Maliattha signifera is a species of moth of the family Noctuidae first described by Francis Walker in 1858. It is found in south-east Asia, including China, India, Japan, Taiwan, Korea and Thailand as well as in Australia (Queensland).

==Description==
The wingspan is 15–18 mm. Antennae of male minutely ciliated. In male, head, thorax and abdomen ochreous white. Abdomen has two dorsal black tufts. Forewings with ochreous white basal and costal areas, with a slight fuscous tinge. The outer area, which extends from the apex to center of inner margin, dark purplish fuscous and crossed by the irregularly-waved whitish postmedial line, which becomes pure white towards inner margin. A diffused dark somewhat dentate submarginal line and a marginal series of short dark strigae present. Hindwings are pale fuscous. Ventral side of forewings fuscous, with pinkish ochreous costal and outer areas.
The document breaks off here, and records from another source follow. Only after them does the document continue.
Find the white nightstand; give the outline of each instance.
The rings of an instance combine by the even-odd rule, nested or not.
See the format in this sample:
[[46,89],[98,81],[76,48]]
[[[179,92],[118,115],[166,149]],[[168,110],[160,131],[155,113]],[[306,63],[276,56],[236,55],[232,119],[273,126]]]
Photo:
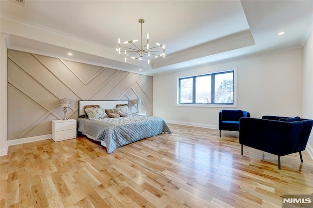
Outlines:
[[54,142],[76,138],[76,120],[54,120],[52,121],[52,139]]
[[145,112],[144,113],[133,113],[134,115],[137,115],[138,116],[146,116],[147,113]]

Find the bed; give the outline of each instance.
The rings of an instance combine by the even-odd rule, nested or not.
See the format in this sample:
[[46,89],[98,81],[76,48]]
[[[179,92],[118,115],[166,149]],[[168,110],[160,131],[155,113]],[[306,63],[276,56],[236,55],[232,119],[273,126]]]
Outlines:
[[[165,121],[160,117],[129,113],[127,116],[118,118],[108,117],[106,113],[104,118],[93,116],[91,116],[93,118],[85,117],[87,110],[84,109],[84,107],[100,107],[101,109],[95,109],[100,111],[101,114],[103,112],[102,110],[116,109],[116,105],[126,106],[128,109],[129,101],[127,100],[79,101],[78,102],[78,131],[89,138],[99,141],[102,146],[106,147],[109,154],[119,147],[133,142],[163,132],[172,133]],[[92,107],[90,109],[95,110]]]

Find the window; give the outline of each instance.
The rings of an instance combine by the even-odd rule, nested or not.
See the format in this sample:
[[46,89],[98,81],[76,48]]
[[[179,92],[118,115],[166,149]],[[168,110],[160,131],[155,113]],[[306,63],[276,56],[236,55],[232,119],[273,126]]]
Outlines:
[[179,79],[178,104],[234,104],[234,72]]

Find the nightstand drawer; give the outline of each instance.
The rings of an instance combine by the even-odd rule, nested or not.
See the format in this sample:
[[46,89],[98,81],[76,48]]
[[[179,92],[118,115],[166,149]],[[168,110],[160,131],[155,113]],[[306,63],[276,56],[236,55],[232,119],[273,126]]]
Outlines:
[[65,130],[73,129],[76,128],[76,121],[71,121],[66,122],[58,123],[54,124],[54,130],[55,131],[64,131]]
[[76,138],[76,129],[57,131],[54,135],[54,141]]
[[76,120],[52,121],[52,137],[55,142],[76,138]]

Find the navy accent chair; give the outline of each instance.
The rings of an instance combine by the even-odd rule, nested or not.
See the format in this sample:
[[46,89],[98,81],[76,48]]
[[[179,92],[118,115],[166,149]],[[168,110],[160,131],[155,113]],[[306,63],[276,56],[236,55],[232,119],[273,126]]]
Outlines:
[[242,118],[240,121],[239,143],[241,154],[243,146],[277,155],[278,169],[280,157],[299,152],[305,147],[313,125],[313,120],[273,116],[262,119]]
[[241,117],[249,117],[250,113],[241,110],[221,110],[219,117],[220,137],[221,131],[239,131],[239,120]]

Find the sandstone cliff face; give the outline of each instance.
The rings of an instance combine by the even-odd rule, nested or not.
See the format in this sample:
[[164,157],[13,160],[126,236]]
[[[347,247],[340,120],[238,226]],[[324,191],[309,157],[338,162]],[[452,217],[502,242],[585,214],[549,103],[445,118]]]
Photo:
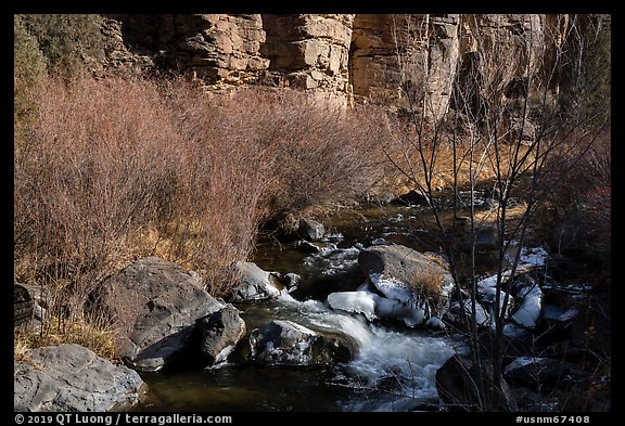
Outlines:
[[[112,68],[165,69],[212,89],[293,88],[346,106],[401,108],[401,88],[422,88],[423,113],[441,116],[475,52],[496,47],[501,93],[523,81],[527,46],[540,50],[562,20],[537,14],[195,14],[107,15]],[[538,67],[538,55],[530,68]],[[472,68],[473,67],[473,68]],[[459,74],[460,73],[460,74]],[[488,78],[488,76],[482,76]],[[512,85],[512,86],[511,86]],[[513,91],[512,91],[513,92]],[[414,90],[414,100],[423,90]]]

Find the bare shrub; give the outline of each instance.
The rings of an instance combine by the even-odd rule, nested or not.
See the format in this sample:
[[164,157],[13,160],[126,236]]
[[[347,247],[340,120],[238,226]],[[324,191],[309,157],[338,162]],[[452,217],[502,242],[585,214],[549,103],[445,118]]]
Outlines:
[[259,223],[343,203],[380,178],[375,122],[295,93],[208,96],[184,80],[46,78],[15,145],[16,277],[54,291],[61,324],[143,256],[228,297]]

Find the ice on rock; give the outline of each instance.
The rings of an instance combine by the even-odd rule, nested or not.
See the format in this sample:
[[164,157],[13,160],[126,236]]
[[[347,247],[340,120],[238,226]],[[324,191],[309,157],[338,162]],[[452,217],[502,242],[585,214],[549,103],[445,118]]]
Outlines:
[[369,275],[375,287],[388,299],[410,302],[414,299],[414,293],[401,281],[393,277],[383,279],[381,273]]
[[328,295],[328,304],[332,309],[345,312],[362,313],[367,320],[375,318],[375,299],[379,297],[370,292],[336,292]]
[[510,317],[516,324],[533,328],[540,319],[543,309],[543,292],[538,285],[530,285],[519,292],[522,299],[519,309]]
[[421,324],[425,318],[425,309],[416,301],[399,301],[373,295],[375,299],[375,314],[379,318],[403,320],[406,325],[413,327]]

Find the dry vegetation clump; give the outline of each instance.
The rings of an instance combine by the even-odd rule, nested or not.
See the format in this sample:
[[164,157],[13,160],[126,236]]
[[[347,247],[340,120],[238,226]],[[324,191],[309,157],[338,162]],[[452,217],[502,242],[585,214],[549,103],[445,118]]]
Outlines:
[[296,92],[42,77],[27,95],[14,142],[15,277],[55,289],[53,314],[71,324],[85,324],[107,275],[144,256],[196,270],[228,297],[262,223],[341,204],[381,178],[381,127]]

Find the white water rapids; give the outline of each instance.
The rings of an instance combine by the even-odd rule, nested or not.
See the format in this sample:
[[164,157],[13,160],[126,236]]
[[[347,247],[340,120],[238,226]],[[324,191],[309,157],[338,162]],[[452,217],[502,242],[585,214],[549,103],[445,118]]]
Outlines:
[[[400,331],[370,323],[361,314],[333,311],[317,300],[280,299],[285,311],[305,326],[333,331],[358,345],[356,358],[336,367],[336,386],[357,390],[344,411],[411,411],[438,403],[436,371],[454,354],[454,341],[424,331]],[[289,315],[286,312],[284,314]]]

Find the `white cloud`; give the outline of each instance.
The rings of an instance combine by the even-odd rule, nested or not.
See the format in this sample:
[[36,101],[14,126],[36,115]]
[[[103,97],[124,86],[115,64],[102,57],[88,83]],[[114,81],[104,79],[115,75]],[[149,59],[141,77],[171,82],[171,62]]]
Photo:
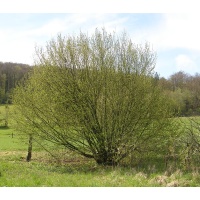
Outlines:
[[197,72],[197,65],[188,55],[180,54],[175,58],[177,71]]
[[198,27],[200,14],[164,14],[163,23],[149,31],[149,40],[157,49],[187,48],[200,50]]

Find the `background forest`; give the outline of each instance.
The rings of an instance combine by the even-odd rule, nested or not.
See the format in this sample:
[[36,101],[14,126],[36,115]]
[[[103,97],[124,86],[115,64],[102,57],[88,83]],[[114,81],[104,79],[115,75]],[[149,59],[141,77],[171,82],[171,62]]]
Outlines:
[[[31,68],[22,63],[0,62],[0,104],[12,104],[13,89]],[[178,116],[200,115],[200,74],[190,75],[179,71],[169,78],[156,74],[155,79],[172,100]]]

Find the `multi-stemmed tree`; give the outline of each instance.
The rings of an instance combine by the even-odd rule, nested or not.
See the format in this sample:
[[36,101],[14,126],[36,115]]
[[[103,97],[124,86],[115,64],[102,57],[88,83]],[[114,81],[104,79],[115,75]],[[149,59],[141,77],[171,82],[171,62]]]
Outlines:
[[36,53],[33,72],[14,94],[18,130],[105,165],[164,145],[170,111],[148,44],[96,29],[58,35]]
Ventral side of hindwings pinkish ochreous, with cell spot and curved postmedial line.

In female, body more suffused with fuscous. Forewings with outer pinkish area in tone. There are two prominent white lunules present on postmedial line above inner margin. Hindwings dark fuscous, with ochreous outer margin and cilia.

==Ecology==
Spherical eggs are translucent white, which are laid in a regular hexagonal array.